# vim: ts=8 sw=2 sts=0 noexpandtab:
# $Id$
HACKING Devel::NYTProf
======================
We encourage hacking Devel::NYTProf!
OBTAINING THE CURRENT RELEASE
-----------------------------
The current official release can be obtained from CPAN
http://search.cpan.org/dist/Devel-NYTProf/
OBTAINING THE LATEST DEVELOPMENT CODE
-------------------------------------
You can grab the head of the latest trunk code from the Google Code repository, see
http://code.google.com/p/perl-devel-nytprof/source/checkout
CONTRIBUTING
------------
Please work with the latest code from the repository - see above.
Small patches can be uploaded via the issue tracker at
http://code.google.com/p/perl-devel-nytprof/issues/list
For larger changes please talk to us first via the mailing list at
http://code.google.com/p/perl-devel-nytprof/source/checkout
When developing, please ensure that no new compiler warnings are output.
TESTING
-------
Please try to add tests covering any changes you make.
You can run individual tests like this:
perl -Mblib t/30-util.t
Most tests include some underlying perl code that's being profiled.
Either as a .p file, which can be profiled like this:
perl -Mblib -MDevel::NYTProf t/test01.p
or embedded at the end of a t/*.t file, which can be profiled like this:
perl -Mblib -MDevel::NYTProf -x t/70-subname
The output will be in the ./nytprof.out file.
RESOURCES
---------
Google Code:
http://code.google.com/p/perl-devel-nytprof/
Google Devel Group (must subscribe here):
http://groups.google.com/group/develnytprof-dev
NYTimes Open Code Blog:
http://open.nytimes.com/
TODO (unsorted, unprioritized, unconsidered, even unreasonable and daft :)
----
*** For build/test
Add (very) basic nytprofhtml test (ie it runs and produces output)
Add tests for evals in regex: s/.../ ...perl code... /e
Add tests for -block and -sub csv reports.
Add tests with various kinds of blocks and loops (if, do, while, until, etc).
Add mechanism to specify inside the .p file that NYTProf
should not be loaded via the command line. That's needed to test
behaviors in environments where perl is init'd first. Such as mod_perl.
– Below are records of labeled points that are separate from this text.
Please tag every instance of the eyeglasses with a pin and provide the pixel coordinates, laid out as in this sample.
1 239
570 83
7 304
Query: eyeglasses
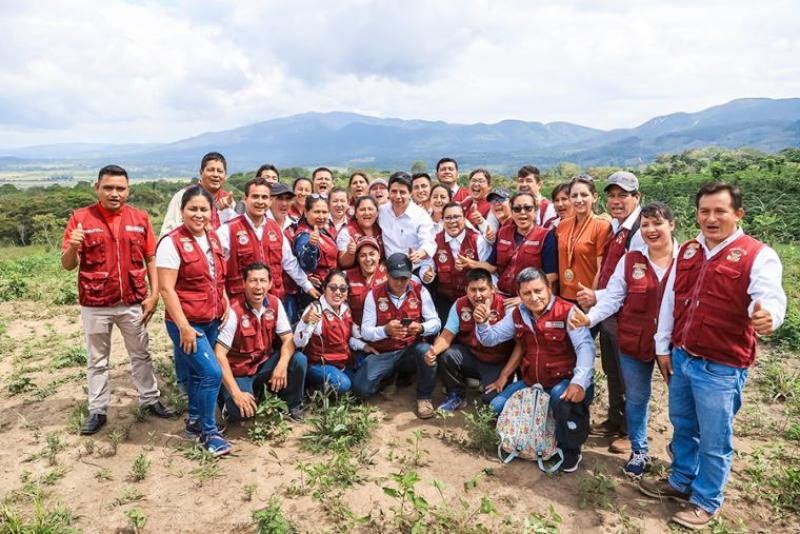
341 289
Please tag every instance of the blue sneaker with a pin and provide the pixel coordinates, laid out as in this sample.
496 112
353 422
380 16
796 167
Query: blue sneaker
216 444
455 401
637 465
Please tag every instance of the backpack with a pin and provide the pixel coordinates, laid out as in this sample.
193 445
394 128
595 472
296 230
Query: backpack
527 428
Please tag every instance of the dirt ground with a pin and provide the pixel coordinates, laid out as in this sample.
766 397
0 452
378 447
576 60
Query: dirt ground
184 495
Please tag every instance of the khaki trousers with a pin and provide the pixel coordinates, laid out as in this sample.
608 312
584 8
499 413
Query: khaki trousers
97 325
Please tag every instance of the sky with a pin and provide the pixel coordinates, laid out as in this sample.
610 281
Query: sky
117 71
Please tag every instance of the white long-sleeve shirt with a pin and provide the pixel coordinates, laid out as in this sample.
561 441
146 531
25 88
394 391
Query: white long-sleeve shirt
289 262
503 330
765 287
610 299
431 324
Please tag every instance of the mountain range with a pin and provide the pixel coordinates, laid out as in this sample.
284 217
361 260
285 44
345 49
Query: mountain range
351 140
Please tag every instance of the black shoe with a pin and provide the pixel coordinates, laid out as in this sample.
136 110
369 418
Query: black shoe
159 410
571 461
93 424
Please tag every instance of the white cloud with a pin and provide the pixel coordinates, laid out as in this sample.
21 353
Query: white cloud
119 71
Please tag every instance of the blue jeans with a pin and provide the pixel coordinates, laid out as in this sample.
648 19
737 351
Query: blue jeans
637 376
337 379
202 372
704 397
292 394
376 367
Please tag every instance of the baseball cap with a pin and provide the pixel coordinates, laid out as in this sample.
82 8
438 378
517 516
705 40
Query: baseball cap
279 189
398 265
498 194
625 180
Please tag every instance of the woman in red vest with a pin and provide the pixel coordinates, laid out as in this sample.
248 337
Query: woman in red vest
635 290
364 224
191 276
328 333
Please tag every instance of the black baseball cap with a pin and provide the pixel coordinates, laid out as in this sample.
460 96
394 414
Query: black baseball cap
398 265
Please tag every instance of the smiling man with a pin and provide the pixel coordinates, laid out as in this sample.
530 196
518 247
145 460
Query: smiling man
723 290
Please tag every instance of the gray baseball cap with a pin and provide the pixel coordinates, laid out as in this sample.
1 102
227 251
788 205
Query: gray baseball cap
625 180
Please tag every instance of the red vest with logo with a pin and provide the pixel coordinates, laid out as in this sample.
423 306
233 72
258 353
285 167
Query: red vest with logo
385 311
333 345
202 297
711 301
466 331
452 282
246 248
548 355
112 269
615 248
328 253
252 343
359 287
638 318
511 259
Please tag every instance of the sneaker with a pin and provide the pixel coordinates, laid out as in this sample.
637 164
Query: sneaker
216 444
662 489
637 465
425 408
455 401
571 461
693 517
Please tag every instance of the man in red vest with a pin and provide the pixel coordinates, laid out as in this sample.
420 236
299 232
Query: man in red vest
462 355
245 355
622 202
113 246
254 237
397 315
723 290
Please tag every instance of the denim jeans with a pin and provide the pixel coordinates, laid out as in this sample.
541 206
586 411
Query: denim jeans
337 379
202 372
704 397
637 377
376 367
292 394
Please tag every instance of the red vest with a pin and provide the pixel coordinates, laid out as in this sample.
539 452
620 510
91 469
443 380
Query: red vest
246 248
466 331
252 343
333 345
328 253
359 289
452 283
511 259
638 318
112 270
202 298
548 356
616 246
711 301
385 311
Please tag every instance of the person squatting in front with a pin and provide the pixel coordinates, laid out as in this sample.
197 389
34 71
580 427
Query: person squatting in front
244 350
546 353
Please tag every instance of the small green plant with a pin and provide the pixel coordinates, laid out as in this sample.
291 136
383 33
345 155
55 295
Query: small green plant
139 468
137 519
270 519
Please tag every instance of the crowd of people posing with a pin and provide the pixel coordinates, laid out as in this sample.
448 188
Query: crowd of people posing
311 286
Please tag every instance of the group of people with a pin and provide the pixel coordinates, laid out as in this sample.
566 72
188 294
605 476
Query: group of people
311 286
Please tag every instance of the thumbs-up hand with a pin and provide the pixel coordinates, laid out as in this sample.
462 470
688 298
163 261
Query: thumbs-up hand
577 319
585 297
76 236
761 320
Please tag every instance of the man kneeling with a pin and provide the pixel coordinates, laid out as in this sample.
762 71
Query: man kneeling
244 350
547 354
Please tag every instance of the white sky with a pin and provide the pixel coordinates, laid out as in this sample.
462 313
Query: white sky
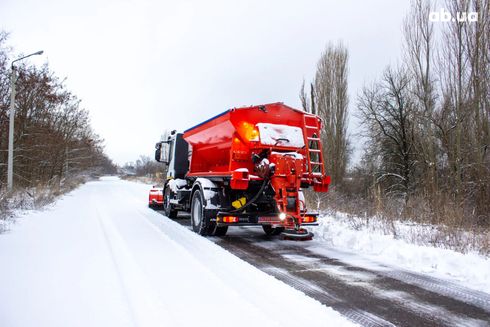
143 66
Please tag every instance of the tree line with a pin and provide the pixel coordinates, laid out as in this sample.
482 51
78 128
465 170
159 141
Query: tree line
426 121
53 139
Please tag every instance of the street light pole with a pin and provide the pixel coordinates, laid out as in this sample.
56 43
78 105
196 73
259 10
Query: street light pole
10 168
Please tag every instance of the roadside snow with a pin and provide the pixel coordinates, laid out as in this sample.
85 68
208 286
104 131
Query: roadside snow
471 270
100 257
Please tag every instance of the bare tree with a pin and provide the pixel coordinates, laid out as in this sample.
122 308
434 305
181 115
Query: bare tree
329 99
419 56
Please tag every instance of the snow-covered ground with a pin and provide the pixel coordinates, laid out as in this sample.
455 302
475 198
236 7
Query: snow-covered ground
100 257
375 248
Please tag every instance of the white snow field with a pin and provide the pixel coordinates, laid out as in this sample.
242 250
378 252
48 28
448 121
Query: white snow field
100 257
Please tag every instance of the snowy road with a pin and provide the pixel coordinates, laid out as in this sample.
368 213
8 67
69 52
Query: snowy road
367 292
100 257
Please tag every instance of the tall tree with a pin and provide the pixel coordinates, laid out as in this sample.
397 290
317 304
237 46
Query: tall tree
330 101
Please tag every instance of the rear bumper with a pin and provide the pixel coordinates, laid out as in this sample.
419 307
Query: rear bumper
248 220
156 197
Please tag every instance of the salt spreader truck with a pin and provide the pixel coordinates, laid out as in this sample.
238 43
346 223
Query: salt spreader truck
245 166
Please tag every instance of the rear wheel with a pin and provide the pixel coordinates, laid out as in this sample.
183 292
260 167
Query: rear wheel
269 230
201 223
167 206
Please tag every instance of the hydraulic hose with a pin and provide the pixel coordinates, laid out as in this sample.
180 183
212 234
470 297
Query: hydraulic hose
252 200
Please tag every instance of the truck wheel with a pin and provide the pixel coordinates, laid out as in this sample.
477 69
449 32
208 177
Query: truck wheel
167 206
269 230
200 216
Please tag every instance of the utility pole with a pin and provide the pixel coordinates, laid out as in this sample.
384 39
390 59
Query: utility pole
13 80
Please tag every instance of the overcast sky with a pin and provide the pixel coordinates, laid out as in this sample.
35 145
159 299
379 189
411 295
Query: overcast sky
142 66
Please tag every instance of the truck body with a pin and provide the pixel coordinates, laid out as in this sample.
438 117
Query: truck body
245 166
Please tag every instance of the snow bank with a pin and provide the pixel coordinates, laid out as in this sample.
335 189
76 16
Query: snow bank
471 270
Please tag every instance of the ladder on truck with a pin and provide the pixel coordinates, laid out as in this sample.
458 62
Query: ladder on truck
314 151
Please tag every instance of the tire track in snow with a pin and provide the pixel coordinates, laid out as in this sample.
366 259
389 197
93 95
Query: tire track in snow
360 290
144 307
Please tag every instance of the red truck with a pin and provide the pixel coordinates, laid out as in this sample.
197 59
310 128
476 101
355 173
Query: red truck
245 166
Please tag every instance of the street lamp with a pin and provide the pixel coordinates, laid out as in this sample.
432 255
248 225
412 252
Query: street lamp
10 168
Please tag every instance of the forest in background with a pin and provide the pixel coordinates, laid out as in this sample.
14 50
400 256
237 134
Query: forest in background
425 123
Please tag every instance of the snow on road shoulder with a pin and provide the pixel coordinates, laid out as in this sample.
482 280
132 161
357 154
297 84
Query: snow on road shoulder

Then we can test things like not having the sub line range for some subs.
*** For core only
See MemoryProfiling.pod file
Store raw NYTPROF option string in the data file.
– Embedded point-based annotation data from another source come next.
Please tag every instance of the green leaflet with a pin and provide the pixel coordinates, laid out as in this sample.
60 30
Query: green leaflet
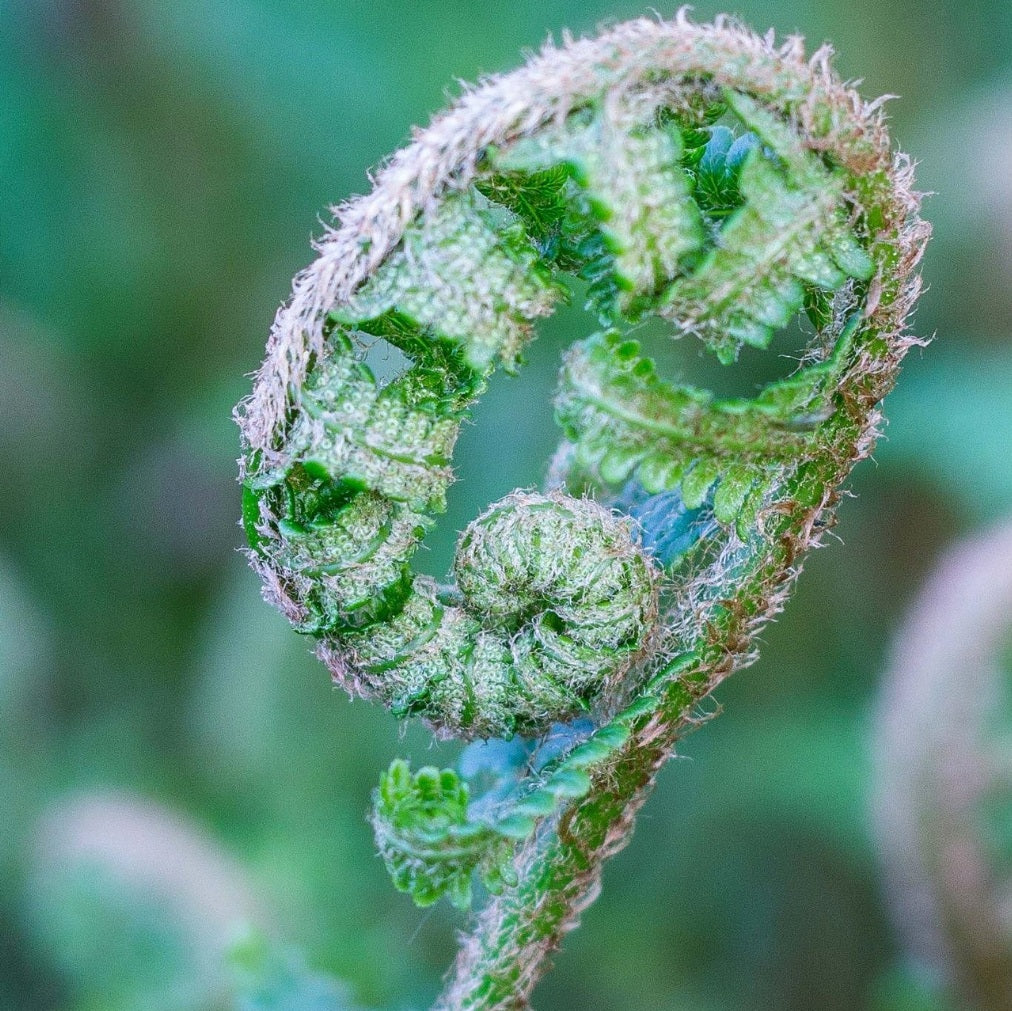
472 276
555 610
627 222
790 231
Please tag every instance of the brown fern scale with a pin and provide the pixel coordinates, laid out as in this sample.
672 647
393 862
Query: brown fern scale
698 174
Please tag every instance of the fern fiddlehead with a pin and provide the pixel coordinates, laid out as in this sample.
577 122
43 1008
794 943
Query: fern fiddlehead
696 174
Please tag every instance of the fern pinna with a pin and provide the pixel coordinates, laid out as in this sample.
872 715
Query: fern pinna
699 174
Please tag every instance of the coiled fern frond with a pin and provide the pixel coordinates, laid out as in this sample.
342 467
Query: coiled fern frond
697 174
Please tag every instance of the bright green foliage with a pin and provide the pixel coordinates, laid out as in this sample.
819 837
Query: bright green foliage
626 222
424 836
469 274
789 231
728 232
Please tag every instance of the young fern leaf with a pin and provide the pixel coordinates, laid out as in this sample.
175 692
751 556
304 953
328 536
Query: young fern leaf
697 174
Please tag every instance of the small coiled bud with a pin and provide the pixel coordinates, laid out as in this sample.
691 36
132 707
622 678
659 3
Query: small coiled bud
555 603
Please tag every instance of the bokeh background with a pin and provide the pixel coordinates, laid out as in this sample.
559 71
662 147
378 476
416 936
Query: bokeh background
172 760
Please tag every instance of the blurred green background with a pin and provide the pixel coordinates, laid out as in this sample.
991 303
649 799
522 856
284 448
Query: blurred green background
163 167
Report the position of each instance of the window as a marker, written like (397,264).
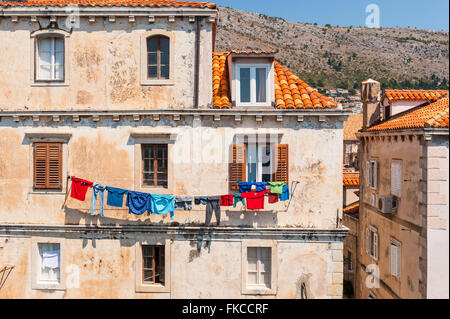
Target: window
(372,174)
(47,166)
(253,85)
(50,58)
(154,160)
(349,261)
(50,263)
(372,242)
(396,178)
(153,264)
(395,258)
(158,57)
(253,162)
(259,260)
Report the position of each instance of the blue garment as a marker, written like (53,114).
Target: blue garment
(246,187)
(138,203)
(162,204)
(285,195)
(115,196)
(96,190)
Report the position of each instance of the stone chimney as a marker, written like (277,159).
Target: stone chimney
(370,97)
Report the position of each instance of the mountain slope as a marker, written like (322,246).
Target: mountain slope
(328,56)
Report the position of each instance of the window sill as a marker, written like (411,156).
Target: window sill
(157,83)
(49,83)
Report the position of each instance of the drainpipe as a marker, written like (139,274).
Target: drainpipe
(197,63)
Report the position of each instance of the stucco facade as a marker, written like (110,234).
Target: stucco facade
(102,114)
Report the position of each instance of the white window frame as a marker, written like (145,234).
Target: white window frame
(259,151)
(140,285)
(247,289)
(269,85)
(36,282)
(372,247)
(395,258)
(396,178)
(34,57)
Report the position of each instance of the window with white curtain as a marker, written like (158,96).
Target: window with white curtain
(253,85)
(50,58)
(50,262)
(396,178)
(395,258)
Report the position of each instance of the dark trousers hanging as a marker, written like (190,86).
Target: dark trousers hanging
(213,204)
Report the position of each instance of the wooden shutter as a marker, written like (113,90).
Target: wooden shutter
(237,166)
(47,166)
(282,164)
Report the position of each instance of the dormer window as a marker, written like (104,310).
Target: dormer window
(252,84)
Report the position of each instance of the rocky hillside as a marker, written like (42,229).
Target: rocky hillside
(331,56)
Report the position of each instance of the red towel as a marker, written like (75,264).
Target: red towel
(79,188)
(273,198)
(255,200)
(226,200)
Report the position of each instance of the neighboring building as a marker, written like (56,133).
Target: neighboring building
(403,212)
(135,97)
(351,142)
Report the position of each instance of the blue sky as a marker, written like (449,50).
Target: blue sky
(422,14)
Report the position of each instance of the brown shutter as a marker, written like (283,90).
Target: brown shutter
(47,165)
(282,156)
(237,172)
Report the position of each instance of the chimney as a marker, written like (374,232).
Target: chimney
(370,97)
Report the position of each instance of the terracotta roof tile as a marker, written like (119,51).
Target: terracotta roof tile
(434,115)
(108,3)
(290,90)
(351,179)
(415,95)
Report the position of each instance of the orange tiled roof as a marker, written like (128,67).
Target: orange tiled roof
(290,90)
(351,179)
(415,95)
(352,210)
(108,3)
(434,115)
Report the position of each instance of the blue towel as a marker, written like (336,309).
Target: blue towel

Include parsed version in report index page.
Add actual size and mtime of fid to data file. (Already in data file as zero,
just needs the stat() call.) Don't alter errno.
Add help option which would print a summary of the options and exit.
Could also print list of available clocks for the clock=N option
(using a set of #ifdef's)
The subroutine profiler could calculate the running variance of the samples
using this logic http://www.johndcook.com/standard_deviation.html
so the reports can display the standard deviation.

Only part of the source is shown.